Una teoría de la exageración
No es complicado escribir una crónica de ambiente teniendo a la Maestranza como soporte de inspiración. Tal vez en ningún otro lugar como en esta orilla del Guadalquivir -plácida y bravía a un tiempo- el planeta de los toros concentre tantos ritos o conjure tantas memorias. El problema no es, pues, de cantidad, sino de sutileza e instinto.Sevilla es una vieja ciudad enmarañada de gestos y de ritmos. Los grandes acontecimientos tienen los tiempos marcados para que se cumplan con precisión los detalles más nimios. Si la Semana Santa es una rigurosa e íntima sucesión de liturgias sabidas y previstas, no lo es menos la feria. Al celebrarse lejos del bullicio diario, su preparación puede pasar algo más inadvertida. Es lo mismo; cuando llega, todo está dispuesto: los gallardetes al aire, los farolillos primorosos, el albero planchado, el encaje sostenido con coquetería, y, desde el primer instante, un revuelo multicolor de volantes le hace guiños gozosos a la primavera.

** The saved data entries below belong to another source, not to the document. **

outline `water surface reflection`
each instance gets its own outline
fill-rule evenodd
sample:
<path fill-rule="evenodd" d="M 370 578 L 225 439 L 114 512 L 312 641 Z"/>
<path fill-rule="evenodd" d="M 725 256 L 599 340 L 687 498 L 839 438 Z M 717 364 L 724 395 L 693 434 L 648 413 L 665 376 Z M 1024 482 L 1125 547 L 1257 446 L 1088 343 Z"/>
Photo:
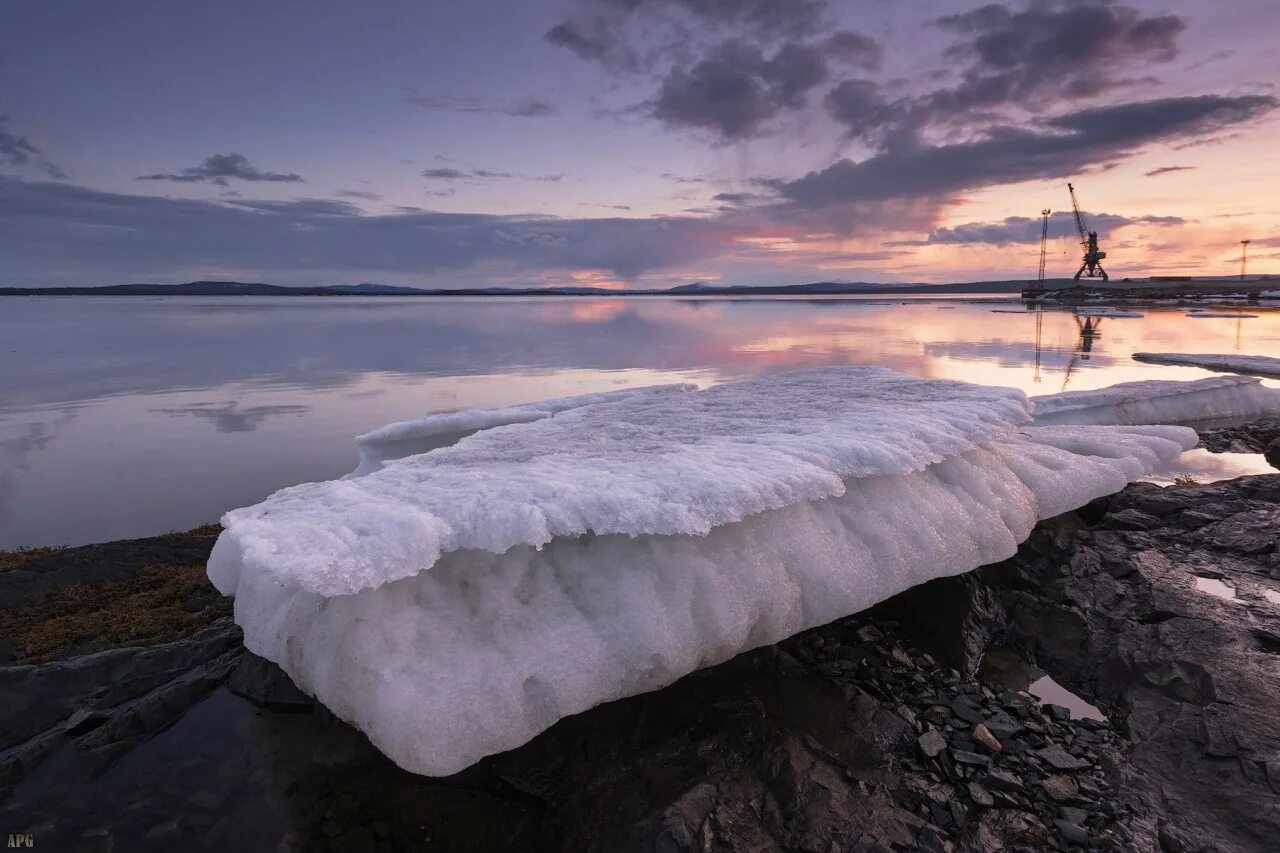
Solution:
<path fill-rule="evenodd" d="M 1195 378 L 1207 374 L 1130 355 L 1280 356 L 1280 311 L 1252 310 L 1192 321 L 971 298 L 9 298 L 0 548 L 201 524 L 350 470 L 360 432 L 451 409 L 824 364 L 1029 394 Z"/>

La Maestranza, a su estilo y a su aire, es como el supremo santuario de los ritos ciudadanos. A la hora exacta, por el puente de Triana o desde la Puerta de Jerez, desemboca en el Arenal un expectante universo procesional. Son los miembros de un culto cuyos signos tradicionales casi todos conocen y casi por igual exigen.
El primer compromiso e ineludible tarea es hacer efectiva la participación y la presencia. La Maestranza es todo un espectáculo inicial de complicidades larvadas y saludos expresos. A la Maestranza, no se olvide, se va a ver y dejarse ver. Se toma asiento en un estrado siendo juez y parte, se sube a un escenario en el que se es, a un tiempo, espectador y actor principal.
Tras esta fachada ornamental y previa, la Maestranza empieza a revestirse de profundos, casi reverentes silencios. Entre la vida y la muerte, entre la consagración y el desengaño, se dirime también el pulso y el sentido estético de la ciudad. En Sevilla ni siquiera el arte es demasía, y en la Maestranza más precio tiene un momento destilado de lucidez que una larga y trabajosa faena.
Bien conocen este proceder los cientos de aficionados, de maestros coronados de gloria o de novilleros en ciernes que pueblan los tendidos y barreras. A veces ni siquiera es necesario el éxito completo. Basta con que la luz, el color, la inspiración y la tarde se conjuguen en un rapto circular de perfecta sincronía. Después una verónica alada vale por una feria, corno un verso puede justificar todo un poema.
En Andalucía se saborea, como en pocos lugares, la estética exquisita del instante. Es lo más similar a la plenitud redonda y perfecta de la plástica. Un destello tal vez efímero, pero que deja colmada la sensibilidad colectiva e individual del andaluz.
Este momento será imborrable y servirá después para ser comparado, evocado y exaltado. La tan citada exageración andaluza adquiere así un sorprendente matiz. No se trata tanto de aumentar o, sobredimensionar los hechos cotidianos como una cierta costumbre de acercarse al prodigio y subrayarlo en extremo. Aunque sea sólo un detalle fugaz, un resumen inspirado. Se considera tan perfecto que se puede esperar y aguardar detrás de muchas vulgaridades, porque se sabe que llegará otra Semana Santa y habrá una levantá sublime y otra feria con un natural de -ensueño que alimente recuerdos nostálgicos.